For fusion researchers, the ability to produce 100 consistent, repeatable plasma shots is no small thing. Each shot yields data on plasma temperature, density, how long the plasma stays confined, and what instabilities occur. That consistency is essential for systematic study and optimization. You learn more when you can run the same experiment over and over and compare results.

One practical advantage of Z-pinch systems is speed of repetition. Unlike some longer-pulse fusion devices that need extended cooling periods between shots, Z-pinch systems can fire in rapid succession. That could help researchers iterate faster during development and, eventually, could make commercial systems more efficient at actually producing power.

The Bigger Picture

Benj Conway, CEO and co-founder, has led Zap Energy since May 2017, guiding the company through multiple funding rounds and technical milestones. Zap Energy is far from alone. The private fusion sector has grown substantially in recent years, with companies like Commonwealth Fusion Systems, TAE Technologies, and Helion Energy all pursuing alternative approaches to the tokamaks that dominate government-funded fusion programs. Meanwhile, ITER—the world's largest tokamak project—continues its own development.

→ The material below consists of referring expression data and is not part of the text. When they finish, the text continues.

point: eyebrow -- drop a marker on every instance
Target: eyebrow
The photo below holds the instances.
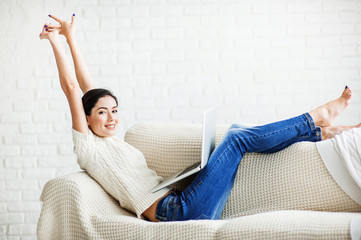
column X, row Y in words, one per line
column 106, row 108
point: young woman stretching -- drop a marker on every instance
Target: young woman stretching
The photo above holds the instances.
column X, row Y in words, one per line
column 122, row 169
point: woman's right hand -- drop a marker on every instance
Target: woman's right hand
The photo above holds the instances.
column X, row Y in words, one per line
column 47, row 33
column 64, row 28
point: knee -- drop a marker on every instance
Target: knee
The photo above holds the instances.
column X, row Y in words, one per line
column 234, row 125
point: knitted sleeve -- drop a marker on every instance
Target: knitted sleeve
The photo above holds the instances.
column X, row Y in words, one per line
column 84, row 146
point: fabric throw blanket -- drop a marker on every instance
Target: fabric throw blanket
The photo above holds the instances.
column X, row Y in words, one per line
column 342, row 157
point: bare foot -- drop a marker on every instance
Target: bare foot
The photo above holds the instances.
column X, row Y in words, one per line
column 325, row 114
column 331, row 131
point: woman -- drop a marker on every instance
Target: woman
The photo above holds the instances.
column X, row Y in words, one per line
column 122, row 170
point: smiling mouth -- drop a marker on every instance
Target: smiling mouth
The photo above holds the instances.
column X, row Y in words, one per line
column 110, row 126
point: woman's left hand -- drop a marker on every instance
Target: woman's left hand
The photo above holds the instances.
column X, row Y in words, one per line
column 64, row 28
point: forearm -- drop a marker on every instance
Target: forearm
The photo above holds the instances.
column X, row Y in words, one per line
column 81, row 69
column 66, row 76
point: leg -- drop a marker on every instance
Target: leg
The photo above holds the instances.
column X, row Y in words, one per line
column 206, row 196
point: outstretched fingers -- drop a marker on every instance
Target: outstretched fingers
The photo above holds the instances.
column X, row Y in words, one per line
column 56, row 18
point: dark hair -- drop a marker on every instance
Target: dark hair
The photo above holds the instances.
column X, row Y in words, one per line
column 91, row 97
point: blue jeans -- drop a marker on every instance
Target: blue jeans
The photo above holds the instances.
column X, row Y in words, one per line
column 207, row 195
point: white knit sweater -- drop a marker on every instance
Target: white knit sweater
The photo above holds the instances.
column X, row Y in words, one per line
column 342, row 157
column 120, row 169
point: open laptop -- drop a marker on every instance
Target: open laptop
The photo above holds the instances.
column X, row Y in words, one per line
column 208, row 143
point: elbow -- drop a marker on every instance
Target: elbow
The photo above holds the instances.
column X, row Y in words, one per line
column 69, row 88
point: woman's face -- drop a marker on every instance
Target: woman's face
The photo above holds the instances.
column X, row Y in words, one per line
column 103, row 120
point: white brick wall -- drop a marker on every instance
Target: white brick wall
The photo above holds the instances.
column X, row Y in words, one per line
column 166, row 60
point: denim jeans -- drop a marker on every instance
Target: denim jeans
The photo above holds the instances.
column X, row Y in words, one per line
column 207, row 195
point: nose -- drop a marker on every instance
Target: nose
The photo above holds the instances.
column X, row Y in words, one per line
column 110, row 117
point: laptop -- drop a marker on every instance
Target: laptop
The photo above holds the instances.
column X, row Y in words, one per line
column 208, row 144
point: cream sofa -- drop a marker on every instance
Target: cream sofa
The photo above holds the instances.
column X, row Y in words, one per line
column 285, row 195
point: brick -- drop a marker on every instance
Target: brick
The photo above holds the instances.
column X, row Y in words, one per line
column 200, row 9
column 21, row 185
column 304, row 7
column 322, row 17
column 166, row 10
column 9, row 129
column 35, row 128
column 10, row 196
column 38, row 173
column 6, row 174
column 133, row 10
column 20, row 139
column 57, row 161
column 351, row 39
column 16, row 117
column 148, row 45
column 20, row 162
column 268, row 8
column 183, row 21
column 147, row 22
column 48, row 116
column 134, row 34
column 10, row 218
column 8, row 151
column 38, row 150
column 22, row 229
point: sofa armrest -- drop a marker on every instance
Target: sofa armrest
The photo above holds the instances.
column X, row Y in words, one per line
column 71, row 202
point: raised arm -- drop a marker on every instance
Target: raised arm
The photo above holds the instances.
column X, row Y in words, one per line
column 82, row 72
column 67, row 80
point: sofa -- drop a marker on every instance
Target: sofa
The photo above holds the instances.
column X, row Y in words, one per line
column 283, row 195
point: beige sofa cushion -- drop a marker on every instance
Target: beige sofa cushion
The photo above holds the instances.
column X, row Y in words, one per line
column 76, row 207
column 292, row 179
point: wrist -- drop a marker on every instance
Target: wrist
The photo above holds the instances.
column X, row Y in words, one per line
column 70, row 40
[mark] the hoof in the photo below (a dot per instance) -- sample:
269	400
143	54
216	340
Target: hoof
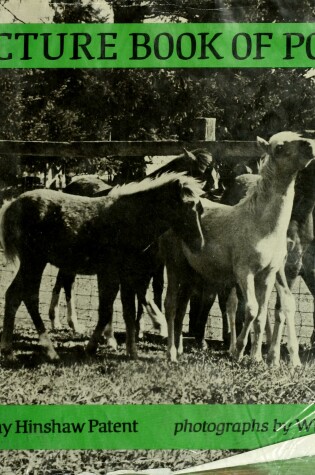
133	355
90	349
237	355
56	326
51	355
273	360
163	332
172	355
112	343
79	329
8	356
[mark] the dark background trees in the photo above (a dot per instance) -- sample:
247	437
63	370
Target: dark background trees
88	104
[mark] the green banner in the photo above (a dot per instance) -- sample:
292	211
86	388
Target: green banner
152	427
158	45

The real story here is about diversification. Instead of betting everything on one design, the fusion ecosystem is exploring whether alternative confinement approaches might reach practical power generation faster. Z-pinch systems do offer some engineering simplicity—no need for the massive external coil systems that tokamaks require. But simplicity on paper does not guarantee success in practice. Any fusion approach, including Z-pinch, must ultimately achieve what physicists call the "triple product": reaching high enough temperature, high enough density, and holding the plasma long enough to generate more energy than it consumes. That remains an exceptionally difficult problem.

What Comes Next

This 100-shot milestone sets up the next phase of work: parameter optimization and scaling studies. Researchers will likely focus on extending how long the plasma stays confined, pushing temperatures and densities higher, and ensuring reliable performance shot after shot.

The journey from experimental success in the lab to a commercial fusion power plant is a very long one. Beyond plasma physics, Zap Energy will need to develop systems for handling tritium (the hydrogen isotope used in fusion fuel), extracting the heat produced, and converting that heat to electricity. And the approach must ultimately prove it can produce net energy gain and operate at the scale needed to make commercial power.

The fusion industry continues to pursue multiple technical pathways at once, which reflects an honest recognition that the first company or project to achieve practical fusion power generation may be using an approach that today seems unconventional. Zap Energy's progress with Z-pinch adds one more piece of evidence to the broader picture: fusion is being pursued from many different angles simultaneously, and we will not know which path succeeds until one of them actually does.